Quando, sceso giú alla tendopoli, Bartolo raccontò dei frati di Greccio che stavano preparando la chiesa madre per la nascita di Gesú, lo presero per matto. Già, pensarono in molti, il povero superstite, insieme alla casa e ai suoi cari, aveva perduto forse anche il senno a causa del terremoto. Qualcuno però, per curiosità, o per pietà, o nella speranza che qualcosa di ciò che Bartolo aveva raccontato fosse vero, si preparò per uscire. Con una torcia accesa per illuminare la buia strada dissestata, cominciarono alcune donne ad avviarsi, seguite da qualche vecchio, poi dei gruppetti di giovani che tenevano per mano i fratellini piú piccoli. Una, due, poi tante luci in fila si dipanarono dal mare di tende e abbordarono la china verso il centro del paese.

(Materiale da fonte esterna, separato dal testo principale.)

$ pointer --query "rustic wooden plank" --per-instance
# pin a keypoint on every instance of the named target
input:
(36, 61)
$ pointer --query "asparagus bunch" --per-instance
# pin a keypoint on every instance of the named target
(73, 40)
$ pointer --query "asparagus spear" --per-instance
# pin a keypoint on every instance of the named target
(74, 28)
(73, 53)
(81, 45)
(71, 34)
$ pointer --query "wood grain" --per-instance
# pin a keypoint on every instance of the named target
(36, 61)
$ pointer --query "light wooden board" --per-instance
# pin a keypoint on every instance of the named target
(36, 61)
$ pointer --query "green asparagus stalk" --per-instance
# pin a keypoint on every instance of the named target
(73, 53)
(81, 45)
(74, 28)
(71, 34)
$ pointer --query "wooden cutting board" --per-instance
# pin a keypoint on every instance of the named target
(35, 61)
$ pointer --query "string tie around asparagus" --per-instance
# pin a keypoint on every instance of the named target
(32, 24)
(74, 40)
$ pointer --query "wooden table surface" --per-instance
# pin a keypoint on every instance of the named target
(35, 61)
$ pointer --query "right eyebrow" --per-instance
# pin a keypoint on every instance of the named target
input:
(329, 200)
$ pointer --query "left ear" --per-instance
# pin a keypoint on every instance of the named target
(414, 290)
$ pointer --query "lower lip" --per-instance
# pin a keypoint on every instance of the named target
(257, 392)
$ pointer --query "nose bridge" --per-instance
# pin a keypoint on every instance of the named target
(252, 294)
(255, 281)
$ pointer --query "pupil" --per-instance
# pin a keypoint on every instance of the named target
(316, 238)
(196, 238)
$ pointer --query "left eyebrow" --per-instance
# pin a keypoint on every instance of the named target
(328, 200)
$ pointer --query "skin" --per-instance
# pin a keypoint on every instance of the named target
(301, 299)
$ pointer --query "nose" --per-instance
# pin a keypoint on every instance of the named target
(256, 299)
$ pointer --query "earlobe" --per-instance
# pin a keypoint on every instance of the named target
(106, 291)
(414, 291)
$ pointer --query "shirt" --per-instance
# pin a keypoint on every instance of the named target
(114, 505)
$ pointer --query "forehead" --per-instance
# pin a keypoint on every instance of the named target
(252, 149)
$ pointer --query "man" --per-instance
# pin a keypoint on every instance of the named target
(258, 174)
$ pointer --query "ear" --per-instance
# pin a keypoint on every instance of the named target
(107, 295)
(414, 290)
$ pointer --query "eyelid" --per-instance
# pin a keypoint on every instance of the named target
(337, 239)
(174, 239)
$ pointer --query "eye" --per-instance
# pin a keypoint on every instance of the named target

All’interno della chiesa, dei frati neppure un segno, una traccia. Alcune lanterne, ai lati, convergevano verso il centro della navata dove, di fianco all’altare maggiore, scintillavano le luci di un meraviglioso presepe, con le classiche figure del Mistero: la Vergine, San Giuseppe e il Bambinello, con Angeli in volo sulla capanna.

Presepio

Intorno pastori, contadini, bottegai, ai lati, scenette di vita quotidiana vissuta in armonia. A una tavola sedeva una famigliola, sazia e in pienezza di cuore. E forse, sarà stata l’emozione, o la voglia che fosse vero quello cui assisteva, Bartolo si vide seduto a quella tavola, tra i personaggi di coccio. Di fronte a lui, su una panchet­ta di legno, lo sguardo alla co­meta, sua mo­glie, vestita alla ciociara, e i figli, ma sí, pro­prio loro, spiccicati. In un an­golo, a parlare ad un lupo, frate Francesco.